The fate of business travel could hang on COVID-19 tracing apps
Mobile phone applications that trace the new coronavirus could help decide whether business travelers and vacation-goers get to meet clients or visit their favorite beaches this summer. But politics and disagreement over what system to use threatens to thwart that solution.
Governments in Europe and elsewhere are turning to voluntary mobile apps to help trace possible infections of the coronavirus, a tool that will help track and contain what they expect to be resurgent outbreaks of the virus once lockdown measures lift and people start to fly internationally.
But officials, airlines and experts say they’re worried that some countries — such as the U.K. and France — are working on systems that are fundamentally incompatible with others — such as Germany and Austria.
European Union tech czar Margrethe Vestager made the issue clear to members of the European Parliament this week: “Without interoperability, we will not be able to travel,” she said.
In Europe, where travel has been curbed between the bloc’s 27 nations in recent weeks, officials at least agree that apps are an important way to facilitate the return of free movement.
“Without technology it will be very difficult to open to the degree that we want to,” Vestager said in an online briefing with the MEPs on Monday.
At issue are diverging approaches over how to handle the apps, which trace who may have been exposed to COVID-19, despite a push by the European Union to make them interoperable.
The way countries are rolling out the apps now, a person’s exposure traced on an app in France wouldn’t carry over into Germany if they traveled there, nor would authorities easily be able to exchange that information.
While some countries like Belgium are considering eschewing mobile tracing apps altogether, most other European nations are designing voluntary systems based on Bluetooth technology. Authorities are hoping a majority of the population will download them, allowing them to more easily alert individuals of possible infections.
With their apps, Germany, Austria, Switzerland and other countries are opting for a decentralized system, which mostly stores information on a person’s phone and will be supported by a tool jointly developed by Apple and Alphabet's Google.
By contrast, the “centralized” method, pursued by France and the U.K., would allow information about someone’s contacts to be uploaded to government servers. Officials and experts say those two systems are incompatible.
“You’re fundamentally sharing different kinds of data,” said Marcel Salathe, an associate professor at the Ecole polytechnique federale de Lausanne.
France, meanwhile, is in a standoff with Apple because the company rebuffed the government’s request to modify privacy and security settings for apps that use the iPhone maker’s Bluetooth technology. French authorities say they need a workaround for their centralized app.
Because France’s app won’t be interoperable with most other countries’, it means any travel could be paired with orders to quarantine both upon arrival and return, said a senior French official with knowledge of the government’s plans. Other officials say the government would seek to avoid such an extreme measure for travel within Europe.
Representatives for the airline industry — battered by grounded fleets and plummeting passenger numbers — urged for a cohesive approach to the technology.
Airlines for Europe, an association that represents Air France-KLM, Deutsche Lufthansa and EasyJet, said contact-tracing apps could, among other measures, play an important role in reviving operations by potentially preventing travelers from coming into contact with coronavirus carriers on-board a plane and at airports.
But coordination at the European level is key regarding the use of apps, said A4E spokeswoman Jennifer Janzen. “We need to avoid any risk that passengers would have to download multiple apps for a single trip, for example.”

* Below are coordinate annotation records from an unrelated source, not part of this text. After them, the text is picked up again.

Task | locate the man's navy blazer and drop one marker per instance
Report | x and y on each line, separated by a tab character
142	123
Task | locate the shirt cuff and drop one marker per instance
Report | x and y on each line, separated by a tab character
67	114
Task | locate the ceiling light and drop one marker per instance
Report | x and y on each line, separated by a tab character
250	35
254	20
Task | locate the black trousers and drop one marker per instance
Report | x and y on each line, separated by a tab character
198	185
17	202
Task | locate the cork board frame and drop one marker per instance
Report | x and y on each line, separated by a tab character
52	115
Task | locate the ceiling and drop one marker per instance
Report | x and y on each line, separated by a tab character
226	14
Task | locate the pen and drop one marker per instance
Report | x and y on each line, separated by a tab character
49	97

Montserrat Barriga, director general at the European Regions Airlines Association, which represents TAP Air Portugal, Croatia Airlines among others said there is a clear need for co-ordination and harmonization on contact tracing processes.
“This is a global industry that requires a global approach, avoiding the adoption of local variations where possible,” she said.
A representative for Frankfurt airport, one of Europe’s busiest, says they are in favor of any measure that will enable safe flying in times of the pandemic but that discussions about such apps must take place at a political level internationally.
EU officials are pressuring governments to align on the issue, stressing that citizens need to be able to be alerted of possible contagion wherever they are in the EU.
In the discussion with the MEPs, Vestager said: “We all hope that this summer is not lost, that we will be able to have vacations and travel.”